The pandemic has shrunk the size of every community we associate with, but Hanna Clements-Hart misses most her church community.
News coverage about the impact of the pandemic on religious congregations has focused on the loss of in-person worship, weddings and funerals. But one of the things I miss most about my Unitarian church is our ability to come together for community service. And as winter hits the city, I especially miss the group of volunteers who would meet in our church kitchen at 5 a.m. for three weeks each February to cook and serve breakfast to 70 homeless men who had slept there. We were part of a collection of local churches that took turns housing homeless men during the winter months. Working with that crew taught me that anyone willing to get up to cook a pre-dawn breakfast for strangers is good folks.
One of those folks was Ken.
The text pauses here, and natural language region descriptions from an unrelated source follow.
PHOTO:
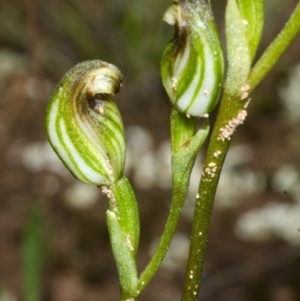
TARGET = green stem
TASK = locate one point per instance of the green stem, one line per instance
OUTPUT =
(231, 106)
(176, 206)
(276, 49)
(216, 154)
(185, 150)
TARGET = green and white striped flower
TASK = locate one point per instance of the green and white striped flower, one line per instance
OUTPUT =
(83, 123)
(192, 64)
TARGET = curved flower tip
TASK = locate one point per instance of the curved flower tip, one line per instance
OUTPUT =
(192, 63)
(83, 123)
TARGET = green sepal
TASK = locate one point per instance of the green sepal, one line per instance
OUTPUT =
(126, 210)
(238, 50)
(83, 123)
(192, 63)
(252, 12)
(124, 258)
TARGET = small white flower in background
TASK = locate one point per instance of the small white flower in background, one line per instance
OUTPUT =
(273, 220)
(289, 94)
(237, 180)
(140, 157)
(12, 62)
(39, 156)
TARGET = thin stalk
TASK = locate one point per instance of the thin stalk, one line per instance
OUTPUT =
(276, 49)
(230, 107)
(215, 158)
(183, 158)
(173, 218)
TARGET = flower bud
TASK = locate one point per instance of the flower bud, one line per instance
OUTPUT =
(192, 63)
(83, 123)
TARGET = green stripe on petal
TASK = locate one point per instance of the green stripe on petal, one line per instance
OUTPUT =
(83, 123)
(192, 64)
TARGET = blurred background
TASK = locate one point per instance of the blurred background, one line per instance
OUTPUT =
(53, 236)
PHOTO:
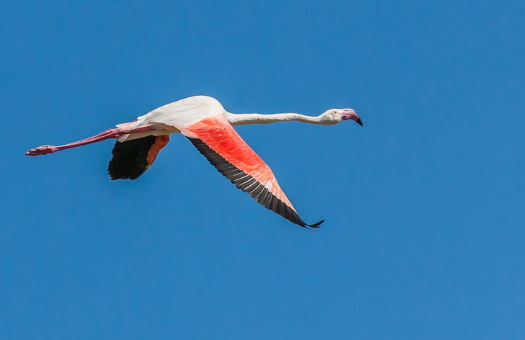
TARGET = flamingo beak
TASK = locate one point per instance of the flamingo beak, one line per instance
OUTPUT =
(349, 114)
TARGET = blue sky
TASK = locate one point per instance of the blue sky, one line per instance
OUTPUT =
(424, 227)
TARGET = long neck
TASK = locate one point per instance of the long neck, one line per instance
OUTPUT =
(257, 118)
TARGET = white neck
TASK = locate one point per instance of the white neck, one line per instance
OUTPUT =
(256, 118)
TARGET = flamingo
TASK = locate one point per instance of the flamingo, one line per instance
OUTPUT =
(209, 127)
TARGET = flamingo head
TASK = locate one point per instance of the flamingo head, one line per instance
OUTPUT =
(334, 116)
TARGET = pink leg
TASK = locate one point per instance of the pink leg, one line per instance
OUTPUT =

When I first met him, he told me he was a longtime member who had been estranged from the church out of anger. He never said what the offense was, just that he was happy to return. I got the feeling maybe he wished he hadn’t stayed away so long. Over the years, I worked with Ken in the kitchen and saw him on Sundays. I got to know his signature Hawaiian shirts and irreverent style.
Virtual Sunday services meant that I hadn’t seen him in months when he surprised me by calling in December. He wanted to see if we were related because my mother’s maiden name was pronounced the same as his last name. I think we were both a little sorry to find no family tree connection. We chatted about the trials of 2020 and our hope for a better 2021 when we could gather again. The call left me smiling.
I recently learned that Ken had died suddenly from a respiratory infection that did not respond to antibiotics. When I asked if he had left anyone behind to send condolences to, our minister said, “Church was his family, I think.”